Partner -- Partnerships are the fundamental first step toward establishing a solid m-commerce strategy. Given the embryonic stage of the wireless Internet market, retailers need to build partnerships and alliances with businesses across the value chain. For retailers to offer wireless consumers what they want and make money in the process, they need to have the right set of technology and business partners. Retailers will be required to partner with a variety of businesses, including:
• Wireless carriers and Internet service providers (an increasingly converging area) -- those that currently control the customer contact.
• Wireless application service providers -- to provide the applications to make transactions over wireless networks.
• Application developers -- to develop the specific applications unique to each retailer's area of business and customer base (i.e., personalization).
• Professional services and systems integration firms -- to ensure that their wireless strategies are being correctly implemented and integrated, both from a technology and a strategic perspective.
The purpose of partnering is to provide value-added services to consumers that will lead them to purchase the retailer's core products. Partnerships will provide online retailers with the expertise to accommodate customers with such services.
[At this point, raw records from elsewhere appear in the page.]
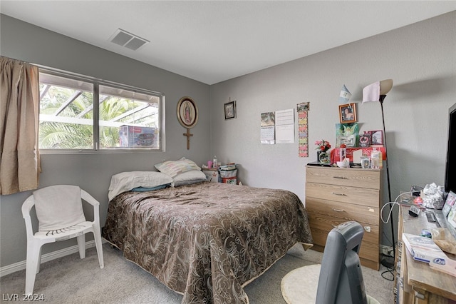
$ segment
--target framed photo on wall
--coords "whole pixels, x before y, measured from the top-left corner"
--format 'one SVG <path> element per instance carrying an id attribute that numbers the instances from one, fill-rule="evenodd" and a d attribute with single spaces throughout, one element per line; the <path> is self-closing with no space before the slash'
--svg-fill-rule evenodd
<path id="1" fill-rule="evenodd" d="M 236 118 L 236 101 L 229 101 L 224 104 L 225 119 Z"/>
<path id="2" fill-rule="evenodd" d="M 193 128 L 198 122 L 198 107 L 188 96 L 180 98 L 177 103 L 177 120 L 187 128 Z"/>
<path id="3" fill-rule="evenodd" d="M 358 121 L 356 119 L 356 103 L 340 105 L 339 118 L 341 123 L 350 123 Z"/>

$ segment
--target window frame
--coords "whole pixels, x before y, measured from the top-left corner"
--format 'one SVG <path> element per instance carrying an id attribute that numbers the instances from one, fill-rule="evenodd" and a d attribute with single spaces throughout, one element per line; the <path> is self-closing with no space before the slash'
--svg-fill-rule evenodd
<path id="1" fill-rule="evenodd" d="M 114 81 L 110 81 L 97 78 L 95 77 L 87 76 L 81 75 L 76 73 L 68 72 L 62 70 L 58 70 L 56 69 L 49 68 L 47 66 L 42 66 L 36 65 L 39 68 L 38 74 L 41 73 L 53 75 L 59 77 L 67 78 L 71 80 L 85 81 L 91 83 L 93 86 L 93 148 L 86 149 L 52 149 L 52 148 L 38 148 L 38 143 L 37 143 L 37 148 L 39 149 L 40 154 L 120 154 L 120 153 L 162 153 L 165 151 L 165 96 L 163 93 L 140 88 L 135 86 L 116 83 Z M 39 82 L 40 84 L 41 83 Z M 139 93 L 142 94 L 151 95 L 156 96 L 159 98 L 159 148 L 100 148 L 100 123 L 99 123 L 99 86 L 105 86 L 117 89 L 123 89 L 129 91 Z M 41 102 L 41 98 L 40 98 Z"/>

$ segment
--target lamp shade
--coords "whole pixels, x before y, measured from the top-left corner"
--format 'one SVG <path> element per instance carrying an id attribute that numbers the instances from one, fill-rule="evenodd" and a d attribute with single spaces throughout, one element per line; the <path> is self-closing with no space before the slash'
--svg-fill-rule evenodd
<path id="1" fill-rule="evenodd" d="M 380 81 L 380 95 L 386 95 L 393 88 L 393 79 L 385 79 Z"/>
<path id="2" fill-rule="evenodd" d="M 393 79 L 376 81 L 363 88 L 363 103 L 367 101 L 380 101 L 380 95 L 386 95 L 393 88 Z"/>

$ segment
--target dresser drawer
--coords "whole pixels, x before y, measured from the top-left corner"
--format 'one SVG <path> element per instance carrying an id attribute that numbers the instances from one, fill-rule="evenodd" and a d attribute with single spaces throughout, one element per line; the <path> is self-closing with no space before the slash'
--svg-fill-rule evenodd
<path id="1" fill-rule="evenodd" d="M 306 182 L 380 189 L 380 169 L 306 167 Z"/>
<path id="2" fill-rule="evenodd" d="M 380 191 L 326 183 L 306 183 L 306 197 L 378 208 Z M 307 200 L 307 198 L 306 198 Z"/>
<path id="3" fill-rule="evenodd" d="M 306 209 L 313 213 L 343 218 L 346 221 L 354 221 L 361 224 L 379 226 L 378 208 L 308 197 L 306 200 Z"/>
<path id="4" fill-rule="evenodd" d="M 328 233 L 329 233 L 329 231 L 331 231 L 336 226 L 338 226 L 340 224 L 347 221 L 343 218 L 337 218 L 331 216 L 322 216 L 321 214 L 314 213 L 312 212 L 308 212 L 308 214 L 311 229 L 323 231 L 326 233 L 324 242 L 323 243 L 321 243 L 320 242 L 316 241 L 316 238 L 312 233 L 314 242 L 317 245 L 321 245 L 322 246 L 324 246 L 326 245 L 326 236 L 328 235 Z M 361 226 L 363 226 L 363 228 L 364 228 L 363 241 L 378 244 L 378 241 L 380 240 L 380 228 L 378 226 L 367 225 L 363 223 L 361 223 Z M 370 232 L 366 231 L 366 229 L 368 229 Z"/>

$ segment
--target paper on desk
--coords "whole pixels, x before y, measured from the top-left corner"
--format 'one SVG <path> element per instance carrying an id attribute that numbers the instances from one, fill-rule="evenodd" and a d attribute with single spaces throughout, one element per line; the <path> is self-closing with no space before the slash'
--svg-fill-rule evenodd
<path id="1" fill-rule="evenodd" d="M 447 258 L 437 258 L 429 262 L 431 269 L 439 270 L 447 275 L 456 277 L 456 260 Z"/>

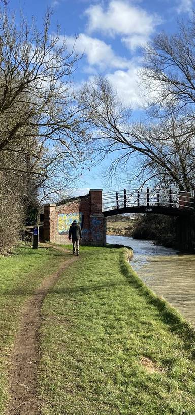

Personalize -- Personalizing the shopping experience will be the most compelling selling point of m-commerce, as it is the most important service that retailers can provide to customers. Personalization will entail understanding customers' buying patterns, preferences and various aspects of their personal lives.
For example, through personalization, online retailers can remind consumers of a friend's birthday or anniversary and suggest a gift idea. Retailers will be able to provide customers with relevant, timely and location-sensitive offers that customers will appreciate.
The customers are not simply "being sold," but rather are being helped by simplifying their lives. The ability of retailers to notify, customize and inform shoppers about goods and services they are seeking will make wireless retail a proposition that consumers will value.
In contrast, unsolicited, mass-marketed or irrelevant attempts to sell to the wireless consumer will result in a loss of consumers. This would be costly to online retailers since the trend is to focus on retaining customers rather than acquiring new ones. Therefore, online retailers will need to target existing customers for personalization to work, which will further strengthen the relationship with the customer.
Push -- The nature of wireless devices makes them more prone to pushing information than other devices. The wireless device, since it is a personal device much more so than any other information tool, is always with the user and can contain very personal information, such as contact lists, daily calendar, to-do lists and birthdays. Online retailers need to establish ways to tightly integrate with a consumer's personal data.
The current lack of bandwidth, as well as navigation constraints, makes wireless devices an ideal medium to push relevant information. The key to effective pushing links back to personalization. The combination of these two elements is a true value-added service from a consumer's perspective. The convenience of shopping, or having something delivered to you and sending something to a loved one, all from your mobile phone, makes for a powerful tool that online retailers can use to keep their customers satisfied.
The three-p approach to winning the wireless consumer will enable retailers to cost-effectively provide customers with a value-added service and, ultimately, capitalize on the wireless revolution.
Consider the scale of wireless retail based on these facts:
• The latest report of the U.S. Census Bureau in the Department of Commerce found that U.S. e-commerce retail sales, excluding travel services, financial services and ticket sales agency sales, were $5.5 billion for the second quarter of 2000. This is 0.68 percent of the total $815 billion. For the near future, wireless retail will be a small percentage of the 0.68 percent.
• The penetration of wireless devices is 35 percent to 40 percent. This number is expected to reach about 75 percent by 2005, which indicates a promising market size.
There will be differences in how and when pure online, clicks-and-mortar and traditional retailers will implement wireless strategies. However, capturing the wireless consumer will be an area of competitive advantage for any online retailer that properly deploys wireless solutions. Partnering, personalizing and pushing will bring retailers closer to achieving their goals: survival and prosperity.